Fue uno de los más grandes músicos populares que dio la isla, pero recién conoció la fama a los 89 años, con el Buena Vista Social Club.

 Por Fernando D´addario

A los 95 años, Compay Segundo era un joven sabio, pícaro y romántico. Transmitía, con ese inexplicable garbo que acompaña a los cubanos, una imagen de dandy guajiro que se afirmaba con el paso del tiempo. Esa estampa, que también invitaba a suponer y agigantar esplendores pasados, parecía conferirle cierta inmunidad. Pero las leyes de la naturaleza, que él traducía como “las flores de la vida”, le impusieron un límite a su deseo de llegar a los 115 años, como su abuela, y a su intención de “pedir prórroga”, su broma favorita de la última etapa. Desde algunos meses atrás se venía apagando de a poco, y ayer se murió. Una persistente afección renal fue debilitando sus defensas, aunque ese declinamiento irreversible no impidió que, hasta la noche del domingo, siguiera hablando de música con sus hijos. Era, seguramente, su manera de despedirse.

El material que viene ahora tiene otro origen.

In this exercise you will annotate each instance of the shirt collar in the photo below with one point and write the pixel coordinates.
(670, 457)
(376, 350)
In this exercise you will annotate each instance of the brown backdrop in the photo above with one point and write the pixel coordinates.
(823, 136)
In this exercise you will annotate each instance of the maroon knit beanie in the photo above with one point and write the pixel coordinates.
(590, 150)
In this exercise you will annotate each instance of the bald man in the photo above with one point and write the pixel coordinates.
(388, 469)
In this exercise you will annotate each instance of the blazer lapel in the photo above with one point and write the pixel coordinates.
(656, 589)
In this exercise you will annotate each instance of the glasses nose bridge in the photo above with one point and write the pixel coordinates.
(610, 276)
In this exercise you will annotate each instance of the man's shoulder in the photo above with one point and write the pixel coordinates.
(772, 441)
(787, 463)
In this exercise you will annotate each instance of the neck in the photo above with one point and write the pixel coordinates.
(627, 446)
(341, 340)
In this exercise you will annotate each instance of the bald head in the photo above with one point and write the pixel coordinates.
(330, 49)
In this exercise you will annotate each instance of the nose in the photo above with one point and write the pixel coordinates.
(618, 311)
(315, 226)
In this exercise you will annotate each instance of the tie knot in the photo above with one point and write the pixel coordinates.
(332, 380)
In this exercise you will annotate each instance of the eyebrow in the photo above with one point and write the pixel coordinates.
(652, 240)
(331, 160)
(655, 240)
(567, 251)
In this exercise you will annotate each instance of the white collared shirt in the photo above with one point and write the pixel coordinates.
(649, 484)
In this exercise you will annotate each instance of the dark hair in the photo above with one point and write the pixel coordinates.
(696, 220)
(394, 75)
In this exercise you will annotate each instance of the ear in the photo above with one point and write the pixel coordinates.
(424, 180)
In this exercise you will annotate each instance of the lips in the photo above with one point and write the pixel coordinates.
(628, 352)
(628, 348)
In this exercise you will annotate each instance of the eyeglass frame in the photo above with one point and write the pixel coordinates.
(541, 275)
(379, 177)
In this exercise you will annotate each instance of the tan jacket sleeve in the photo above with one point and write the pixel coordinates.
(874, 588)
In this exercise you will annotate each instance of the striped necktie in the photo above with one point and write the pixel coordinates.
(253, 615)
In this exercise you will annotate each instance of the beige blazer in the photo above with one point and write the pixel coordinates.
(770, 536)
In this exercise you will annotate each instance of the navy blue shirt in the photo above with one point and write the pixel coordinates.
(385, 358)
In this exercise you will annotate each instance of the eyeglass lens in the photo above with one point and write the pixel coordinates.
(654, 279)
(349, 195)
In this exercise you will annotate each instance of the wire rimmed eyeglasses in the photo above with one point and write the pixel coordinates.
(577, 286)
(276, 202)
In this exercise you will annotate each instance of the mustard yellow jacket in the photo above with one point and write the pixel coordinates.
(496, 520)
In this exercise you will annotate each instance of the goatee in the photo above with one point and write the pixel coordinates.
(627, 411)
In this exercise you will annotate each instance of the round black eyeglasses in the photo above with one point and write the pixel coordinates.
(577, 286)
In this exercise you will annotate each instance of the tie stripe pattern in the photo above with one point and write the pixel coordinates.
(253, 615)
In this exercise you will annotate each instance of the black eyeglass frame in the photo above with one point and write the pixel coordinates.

Hoy lo entierran en Santiago, el corazón del oriente cubano, tal vez el territorio de provincias más folklóricamente cosmopolita del planeta. El presidente de Cuba, Fidel Castro, lo despidió ayer mandando una corona oficial. Cientos de amigos, músicos (entre ellos Chucho Valdez y Omara Portuondo) y cantores anónimos se acercaron al lugar donde lo velaban, dejando constancia de su gratitud hacia Compay. De algún modo, y aunque resulte un acomodamiento forzado de los tiempos históricos, se fue con él la Cuba de estos últimos años: envejecida pero digna, abierta al mundo con más “amabilidad” y menos consignas. Una Cuba dispuesta a exportar su sincretismo cultural, sin resignar sus posiciones de máxima. Lo que hizo Compay cuando presentó su “Chan Chan” emocionado en el Carneggie Hall de Nueva York: fue, “exportó” los sones y guajiras de su tierra, agradeció las ovaciones de la intelligentzia neoyorquina y se volvió a su barrio habanero. Les había dejado las canciones de la Cuba prerrevolucionaria, pero nadie jugó siquiera con ese imaginario temporal, acaso porque se intuía que ese hombre, esas melodías, representaban a la revolución vista desde hoy, del mismo modo que los temas de Silvio Rodríguez y Pablo Milanés expresaban el espíritu revolucionario tal como se lo entendía en los ‘70.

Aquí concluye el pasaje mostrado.